Estudios y pronósticos científicos de indudable reputación nos advierten sobre la formación de ciclones cada vez más agresivos como consecuencia de los desequilibrios del ecosistema, secuelas de nuestra conducta.
Sin ninguna omisión, todos somos responsables de herir la tierra, envenenar el aire y las aguas, pero, como si fuera poco, también desafiamos los limites de la propia naturaleza construyendo asentamientos humanos o desarrollando infraestructuras en lugares que suponen múltiples riesgos.
Aunque parezca incierto, en el centro de esos desmanes ecológicos está el populismo enraizado, que posterga la creación de conciencia, la educación ambiental, así como la imposición del orden y del régimen de consecuencias a cambio de simpatía electoral o votos cautivos.
La permisividad en las emisiones de dióxido de carbono, el vertido de desechos a las fuentes de agua, la mala gestión de la basura, las construcciones en los lechos de ríos, la invasión de los espacios que pertenecen al mar, la destrucción de montañas, y otras acciones ecocidas, parecen un deporte nacional sin regulaciones ni árbitros válidos.
Resulta patético ver al liderazgo político, empresarial y social articulando planes de ayuda –generalmente intervenciones exhibicionistas- a favor de comunidades afectadas por lluvias, vientos o derrumbes, en donde la prevención hubiese sido mucho más valiosa que una solidaridad desteñida y tardía.
Este país tiene que despertar colocando un sello sostenible en todo lo que haga.
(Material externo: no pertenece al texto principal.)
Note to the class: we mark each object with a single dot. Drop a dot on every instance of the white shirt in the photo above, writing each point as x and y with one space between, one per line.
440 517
Pensando y actuando verde. No es una moda ni una falsaria responsabilidad social corporativa. Actuar verde y pensar verde debería ser otra estrategia nacional de desarrollo cumplida por todos. No hacerlo equivaldría a una apuesta por vivir en el fango, a merced de la destrucción. Con su desfile de muerte y desolación, Irma y María son señales muy serias de cataclismos por venir. Su impacto no está bajo nuestro control en su totalidad, pero podremos mitigarlo siendo menos desaprensivos frente a la naturaleza.